Era en diciembre, hará de esto cinco o seis años, al regreso de la
vendimia, en la Provenza.
Desde el gran break, tirado por dos caballos camargueses que nos
llevaban, a rienda suelta, al poeta Mistral, a mi hijo mayor y a mí, hacia la
estación de Tarascón, para tomar el rápido París-Lyón-Mediterráneo, nos
parecía divino aquel atardecer de una palidez ardiente, fin de un día mate,
febril, agobiador y apasionado como el bello rostro de una mujer del Sur.

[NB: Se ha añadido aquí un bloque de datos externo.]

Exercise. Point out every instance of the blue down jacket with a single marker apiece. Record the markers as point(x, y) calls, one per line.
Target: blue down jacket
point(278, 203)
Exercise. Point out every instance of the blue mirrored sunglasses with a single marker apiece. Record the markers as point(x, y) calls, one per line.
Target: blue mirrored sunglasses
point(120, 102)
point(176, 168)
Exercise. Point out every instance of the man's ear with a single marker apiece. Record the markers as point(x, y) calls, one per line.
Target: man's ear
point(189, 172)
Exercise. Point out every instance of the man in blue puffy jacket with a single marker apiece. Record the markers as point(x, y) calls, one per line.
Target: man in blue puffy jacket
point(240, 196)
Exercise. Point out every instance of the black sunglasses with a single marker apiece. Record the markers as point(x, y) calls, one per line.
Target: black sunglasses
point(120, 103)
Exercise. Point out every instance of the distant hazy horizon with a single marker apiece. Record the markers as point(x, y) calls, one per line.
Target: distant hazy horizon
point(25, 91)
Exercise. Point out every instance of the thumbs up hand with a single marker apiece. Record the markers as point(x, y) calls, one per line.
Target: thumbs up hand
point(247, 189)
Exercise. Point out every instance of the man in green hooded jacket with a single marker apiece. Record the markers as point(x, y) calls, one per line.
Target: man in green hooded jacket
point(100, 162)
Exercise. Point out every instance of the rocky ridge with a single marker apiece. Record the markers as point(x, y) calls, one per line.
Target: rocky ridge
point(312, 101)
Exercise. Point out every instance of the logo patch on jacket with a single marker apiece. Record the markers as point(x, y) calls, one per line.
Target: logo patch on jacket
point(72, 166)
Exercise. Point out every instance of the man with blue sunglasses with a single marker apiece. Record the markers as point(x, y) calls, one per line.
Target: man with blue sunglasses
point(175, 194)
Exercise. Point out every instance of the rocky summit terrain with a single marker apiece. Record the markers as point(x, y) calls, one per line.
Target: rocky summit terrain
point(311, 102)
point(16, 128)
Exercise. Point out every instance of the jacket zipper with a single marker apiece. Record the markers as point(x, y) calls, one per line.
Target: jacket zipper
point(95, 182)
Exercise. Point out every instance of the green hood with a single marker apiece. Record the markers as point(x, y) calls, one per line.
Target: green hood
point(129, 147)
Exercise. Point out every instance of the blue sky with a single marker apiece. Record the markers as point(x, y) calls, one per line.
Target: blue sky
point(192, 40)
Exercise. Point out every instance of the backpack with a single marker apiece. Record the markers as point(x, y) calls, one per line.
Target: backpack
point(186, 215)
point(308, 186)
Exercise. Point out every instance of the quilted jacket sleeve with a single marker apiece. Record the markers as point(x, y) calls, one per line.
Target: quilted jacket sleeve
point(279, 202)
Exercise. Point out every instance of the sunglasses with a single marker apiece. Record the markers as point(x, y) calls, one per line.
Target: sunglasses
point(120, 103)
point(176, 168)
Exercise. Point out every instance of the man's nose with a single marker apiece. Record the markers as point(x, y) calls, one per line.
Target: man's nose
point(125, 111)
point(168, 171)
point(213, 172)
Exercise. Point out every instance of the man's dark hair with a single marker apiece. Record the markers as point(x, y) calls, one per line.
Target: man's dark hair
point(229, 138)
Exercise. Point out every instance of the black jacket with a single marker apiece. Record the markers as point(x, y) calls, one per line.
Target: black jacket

Ni un soplo de aire, a pesar de la velocidad de nuestra marcha. En los
bordes de la carretera, firmes y rígidos, se alzaban los rosales de España,
de largas y sedosas hojas; y a lo largo de todos los caminos, blancos como
la nieve, de una blancura de ensueño y cubiertos de un polvo arenoso que
crujía bajo las ruedas, presenciábamos un lento desfile de carretas
cargadas de uva negra, siempre negra, y tras ellas los mozos y las mozas,
mudos, graves y gallardos, muy altos y erguidos todos, de piernas largas y
ojos negros. Racimos de ojos negros y uva negra era lo único que se veía
junto a las tinas y los canastos, bajo los fieltros de ala caída de los
vendimiadores y los pañuelos con que las mujeres se cubrían la cabeza y
cuyas puntas retenían entre los dientes apretados.